When you select auto-DFS, if no WDS link is established, a temporary working channel is automatically selected for a radio. The validation time of the temporary working channel is from 10 to 20 seconds. After the temporary working channel times out, a new temporary working channel will be selected. The information of channel switching between the automatically selected and temporary working channels is saved in the channel switching information of the radio.

Enabling WDS service

1. Select Wireless Service > WDS from the navigation tree.

2. Select the WDS Setup tab to enter the WDS setup page.

Figure 36 Enabling WDS service

3. Select the radio for which WDS is to be enabled.

4. Click Enable.

Configuring the repeater service

To configure the repeater service, configure WDS and wireless access service on the same radio of an AP, and configure the radio to use a fixed channel.

· For how to configure wireless access service for the repeater, see "

· The interface types and output information vary by device model and radio type.

· Configuring access service."

· For how to configure WDS for the repeater, see "Configuring WDS service."

After completing the above configurations, select Summary > Radio from the navigation tree to enter the page shown in Figure 37. On the page, you can see that the 802.11n radio of the repeater provides both access and WDS services.

Figure 37 Repeater mode

Wireless access configuration examples

Wireless service configuration example

Network requirements

As shown in Figure 38, enable the client to access the internal network resources at any time. The AP provides plain-text wireless access service with SSID service1. 802.11n is adopted.

Figure 38 Network diagram

Configuring the AP

1. Assign an IP address to the fat AP:

a. Select Network > VLAN to create a VLAN on the fat AP.
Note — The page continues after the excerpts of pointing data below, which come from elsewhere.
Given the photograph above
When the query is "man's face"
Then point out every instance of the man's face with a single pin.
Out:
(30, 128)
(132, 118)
b. Select Device > Interface Management to assign an IP address to the VLAN interface.

2. Configure a wireless service:

a. Select Wireless Service > Access Service from the navigation tree.

b. Click Add.

c. On the page that appears, enter the service name service1, select the wireless service type clear, and click Apply.

Figure 39 Creating a wireless service

3. Bind an AP radio to a wireless service:

a. Select Wireless Service > Access Service from the navigation tree.

b. Click the icon for the wireless service service1 to enter the page as shown in Figure 40.

c. Select the box with radio mode 802.11n.

d. Click Bind.

Figure 40 Binding an AP radio to a wireless service

4. Enable the wireless service:

a. Select Wireless Service > Access Service from the navigation tree to enter the page for enabling wireless service.

b. Select the service1 box.

c. Click Enable.

Figure 41 Enabling the wireless service

5. Optional: Enable 802.11n radio (By default, 802.11n radio is enabled.)

Select Radio > Radio from the navigation tree to enter the Radio page. Make sure 802.11n radio is enabled.

Figure 42 Enabling 802.11n radio

Verifying the configuration

· The client can successfully associate with the AP and access the WLAN network.

· You can view the online clients on the page that you enter by selecting Summary > Client from the navigation tree.

Figure 43 Viewing the online clients

Configuration guidelines

Follow these guidelines when you configure a wireless service:

· Select a correct district code.

· Make sure the radio unit is enabled.